Em Azinhaga, Saramago rememora, ainda é possível, apesar de tudo, “escutar o silêncio”. As impressões de rapaz nunca o abandonaram – apesar de tudo, a memória resistiu. Houve uma noite de ventos em que, caminhando entre as ervas, ouviu o murmúrio áspero da vegetação. Era quase um choro. “Foi um instante, nada mais que um instante”, descreve em seu livro. “Mas a lembrança dele durará o que a minha vida tiver de durar”. Quando morreu, em junho de 2010, em Lanzarote, o escritor por certo ainda ouvia esse rumor antigo.

Mesmo atropelada pelo progresso louco, a memória conserva sua força. É capaz, até, de preservar o que nunca existiu, mas apenas se sonhou. Desde os oito anos de idade, Saramago tinha o desejo de subir no cavalo do tio Francisco Dinis. Nunca teve a chance de fazer isso. Já rapaz, enfim, montou pela primeira vez um cavalo. “Um daqueles cavalos sorumbáticos do Sameiro, pensando que talvez pudesse indenizar-me na adolescência do tesouro que me havia sido roubado na infância.” O animal se arrastava, a experiência foi decepcionante. Muitos anos depois, o escritor descreve uma ferida deixada pelo cavalo que nunca montou. Desde jovem – talvez só ele perceba isso –, o escritor claudica quando anda. Ou acha que claudica. “Ainda hoje sofro dos efeitos da queda de um cavalo que nunca montei”, ele me diz.

A memória – que nenhum censor, ou negacionista apaga – conserva intato, ainda, o desejo infantil de se tornar maquinista de trem. “Chegando a Azinhaga, como reencontrar essas pegadas do passado?”, eu lhe pergunto. Saramago me diz que, já que insisto mesmo em ir, devo procurar pelo barbeiro José dos Reis. “Há cinco anos, estive na aldeia. Conversamos muito. Ele conserva a memória.” Recorda – sem esconder a ironia — que, em Azinhaga, agora existe uma Rua José Saramago. “Mas isso não vai lhe dizer nada”, ressalva. Nunca fiz minha viagem a Azinhaga.
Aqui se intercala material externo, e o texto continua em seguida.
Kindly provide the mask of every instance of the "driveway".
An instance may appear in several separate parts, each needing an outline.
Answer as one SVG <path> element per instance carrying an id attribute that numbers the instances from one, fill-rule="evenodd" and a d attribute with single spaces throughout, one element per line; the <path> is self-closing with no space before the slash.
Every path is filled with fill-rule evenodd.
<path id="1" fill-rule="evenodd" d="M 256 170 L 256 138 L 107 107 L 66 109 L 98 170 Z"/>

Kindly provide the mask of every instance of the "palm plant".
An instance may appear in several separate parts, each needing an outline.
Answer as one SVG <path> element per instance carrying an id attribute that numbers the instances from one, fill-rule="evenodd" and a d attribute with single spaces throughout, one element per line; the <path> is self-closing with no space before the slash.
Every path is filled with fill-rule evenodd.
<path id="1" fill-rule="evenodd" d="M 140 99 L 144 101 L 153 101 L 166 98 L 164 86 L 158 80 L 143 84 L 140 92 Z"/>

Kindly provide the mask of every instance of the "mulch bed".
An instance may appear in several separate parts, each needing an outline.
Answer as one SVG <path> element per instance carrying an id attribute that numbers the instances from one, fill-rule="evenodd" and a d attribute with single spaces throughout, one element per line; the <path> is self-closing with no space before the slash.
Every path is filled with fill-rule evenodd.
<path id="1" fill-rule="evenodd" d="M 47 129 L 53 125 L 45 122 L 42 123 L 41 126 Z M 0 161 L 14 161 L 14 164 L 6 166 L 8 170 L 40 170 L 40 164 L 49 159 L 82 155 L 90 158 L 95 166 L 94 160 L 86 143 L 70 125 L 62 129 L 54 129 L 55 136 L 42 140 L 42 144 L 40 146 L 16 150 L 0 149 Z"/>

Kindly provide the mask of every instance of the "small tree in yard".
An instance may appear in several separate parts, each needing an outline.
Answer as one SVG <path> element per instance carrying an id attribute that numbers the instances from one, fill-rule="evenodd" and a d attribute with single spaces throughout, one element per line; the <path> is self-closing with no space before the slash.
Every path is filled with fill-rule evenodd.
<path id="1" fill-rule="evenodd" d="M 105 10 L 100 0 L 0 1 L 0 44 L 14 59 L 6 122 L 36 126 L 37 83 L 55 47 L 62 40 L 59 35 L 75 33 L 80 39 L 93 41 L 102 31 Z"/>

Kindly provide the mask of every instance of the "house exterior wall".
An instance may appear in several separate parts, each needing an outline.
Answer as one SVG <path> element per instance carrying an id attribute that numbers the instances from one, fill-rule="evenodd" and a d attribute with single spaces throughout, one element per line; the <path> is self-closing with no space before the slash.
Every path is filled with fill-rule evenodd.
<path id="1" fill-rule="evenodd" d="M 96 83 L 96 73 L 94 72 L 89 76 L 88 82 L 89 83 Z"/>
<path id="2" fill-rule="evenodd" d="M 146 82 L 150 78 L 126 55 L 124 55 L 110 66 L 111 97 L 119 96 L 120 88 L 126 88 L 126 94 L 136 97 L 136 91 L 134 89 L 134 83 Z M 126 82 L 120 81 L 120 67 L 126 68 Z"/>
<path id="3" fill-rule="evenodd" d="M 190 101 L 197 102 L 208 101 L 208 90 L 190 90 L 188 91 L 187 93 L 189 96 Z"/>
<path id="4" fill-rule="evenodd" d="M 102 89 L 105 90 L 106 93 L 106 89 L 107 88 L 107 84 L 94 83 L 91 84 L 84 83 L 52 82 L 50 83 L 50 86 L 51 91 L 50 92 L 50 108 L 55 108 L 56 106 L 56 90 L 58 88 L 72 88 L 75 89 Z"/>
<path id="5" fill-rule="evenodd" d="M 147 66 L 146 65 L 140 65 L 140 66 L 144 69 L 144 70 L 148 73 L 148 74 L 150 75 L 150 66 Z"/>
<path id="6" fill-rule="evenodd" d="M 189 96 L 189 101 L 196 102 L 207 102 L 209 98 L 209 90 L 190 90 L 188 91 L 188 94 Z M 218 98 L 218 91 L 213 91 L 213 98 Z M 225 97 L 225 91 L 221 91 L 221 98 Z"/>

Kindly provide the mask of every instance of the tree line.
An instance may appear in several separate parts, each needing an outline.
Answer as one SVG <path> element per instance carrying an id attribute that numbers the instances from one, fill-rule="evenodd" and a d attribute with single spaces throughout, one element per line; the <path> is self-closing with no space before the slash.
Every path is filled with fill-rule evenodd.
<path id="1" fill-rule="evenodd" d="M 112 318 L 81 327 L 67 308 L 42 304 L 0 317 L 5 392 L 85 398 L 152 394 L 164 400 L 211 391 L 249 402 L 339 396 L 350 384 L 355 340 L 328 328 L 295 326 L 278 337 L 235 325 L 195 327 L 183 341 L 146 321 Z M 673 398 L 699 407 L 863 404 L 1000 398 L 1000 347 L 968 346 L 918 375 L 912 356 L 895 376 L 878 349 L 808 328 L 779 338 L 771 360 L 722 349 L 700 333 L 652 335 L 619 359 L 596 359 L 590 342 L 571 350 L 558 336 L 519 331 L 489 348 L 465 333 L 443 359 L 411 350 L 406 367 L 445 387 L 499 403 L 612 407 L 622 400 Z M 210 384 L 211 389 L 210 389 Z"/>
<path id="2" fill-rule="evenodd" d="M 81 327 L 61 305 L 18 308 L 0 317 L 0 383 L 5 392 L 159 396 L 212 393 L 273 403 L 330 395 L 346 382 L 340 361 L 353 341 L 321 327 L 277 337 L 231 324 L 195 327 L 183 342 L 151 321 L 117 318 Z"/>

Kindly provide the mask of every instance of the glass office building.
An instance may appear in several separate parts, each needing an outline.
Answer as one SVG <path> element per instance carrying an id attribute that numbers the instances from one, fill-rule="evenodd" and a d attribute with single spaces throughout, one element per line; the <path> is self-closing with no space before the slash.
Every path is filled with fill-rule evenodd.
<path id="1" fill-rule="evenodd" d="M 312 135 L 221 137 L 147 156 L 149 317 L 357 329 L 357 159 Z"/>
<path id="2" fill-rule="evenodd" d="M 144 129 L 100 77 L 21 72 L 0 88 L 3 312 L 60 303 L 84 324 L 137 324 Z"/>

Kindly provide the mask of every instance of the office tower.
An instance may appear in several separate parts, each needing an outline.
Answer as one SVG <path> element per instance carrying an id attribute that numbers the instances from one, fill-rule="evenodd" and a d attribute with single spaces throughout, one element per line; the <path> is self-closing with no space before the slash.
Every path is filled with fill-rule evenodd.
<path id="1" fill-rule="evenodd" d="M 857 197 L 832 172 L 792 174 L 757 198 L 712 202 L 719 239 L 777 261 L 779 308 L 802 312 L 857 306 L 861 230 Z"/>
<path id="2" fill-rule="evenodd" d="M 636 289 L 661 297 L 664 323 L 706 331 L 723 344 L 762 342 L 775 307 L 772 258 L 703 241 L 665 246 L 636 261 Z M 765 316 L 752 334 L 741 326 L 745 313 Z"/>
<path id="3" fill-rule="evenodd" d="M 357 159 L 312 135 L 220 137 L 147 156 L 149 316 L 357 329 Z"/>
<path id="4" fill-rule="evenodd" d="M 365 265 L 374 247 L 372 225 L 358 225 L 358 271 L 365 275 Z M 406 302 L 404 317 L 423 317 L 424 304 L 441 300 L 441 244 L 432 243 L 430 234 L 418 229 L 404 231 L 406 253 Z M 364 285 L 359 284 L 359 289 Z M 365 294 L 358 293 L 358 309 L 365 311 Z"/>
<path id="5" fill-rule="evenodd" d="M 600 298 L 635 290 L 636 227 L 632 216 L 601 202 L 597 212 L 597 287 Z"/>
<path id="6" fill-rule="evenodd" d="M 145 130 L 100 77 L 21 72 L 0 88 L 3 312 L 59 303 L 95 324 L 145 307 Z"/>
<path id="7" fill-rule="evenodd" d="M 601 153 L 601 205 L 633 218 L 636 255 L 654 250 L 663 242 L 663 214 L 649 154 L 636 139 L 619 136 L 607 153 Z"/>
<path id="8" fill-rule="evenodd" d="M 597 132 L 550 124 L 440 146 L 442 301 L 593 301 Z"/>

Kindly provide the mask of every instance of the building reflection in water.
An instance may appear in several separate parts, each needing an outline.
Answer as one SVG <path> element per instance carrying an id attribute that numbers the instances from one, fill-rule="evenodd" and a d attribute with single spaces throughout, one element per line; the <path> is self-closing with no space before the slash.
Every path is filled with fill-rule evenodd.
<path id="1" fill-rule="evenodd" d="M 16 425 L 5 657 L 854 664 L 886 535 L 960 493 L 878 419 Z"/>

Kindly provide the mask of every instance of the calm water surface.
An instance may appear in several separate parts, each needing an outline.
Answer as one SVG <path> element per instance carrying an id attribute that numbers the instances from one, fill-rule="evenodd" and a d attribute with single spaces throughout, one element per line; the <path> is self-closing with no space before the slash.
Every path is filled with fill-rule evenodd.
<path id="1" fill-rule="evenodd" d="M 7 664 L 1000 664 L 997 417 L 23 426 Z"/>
Contra a fúria dos que se empenham em destruí-la, indiferente aos indiferentes, a memória se conserva nas frestas do real. Ela se infiltra, ainda, nos nomes. O pai do escritor se chamava José de Sousa. Saramago – o nome de uma hortaliça – era só uma alcunha. Ao registrar o filho, o escrivão lhe perguntou qual seria o nome do menino. “Vai se chamar José como o pai”, limitou-se a dizer. O tabelião não teve dúvidas: colocou no registro o sobrenome Saramago. Só na escola primária, quando o menino já tinha sete anos, o pai se deu conta do engano. Em Lisboa, ele só era tratado como o “Sr. Sousa”, nunca como o “Sr. Saramago”. O filho herdou um nome que não existia.

Em respeito aos apelos da memória, o pai se dirigiu a um cartório para mudar o próprio nome. Tornou-se José de Sousa Saramago. Ainda perplexo, o escritor me diz: “Sou o único caso em que o filho deu nome ao pai”. A memória não se apaga. Podemos rasurá-la, deformá-la, falsificá-la, mas ela persiste. Ainda bem.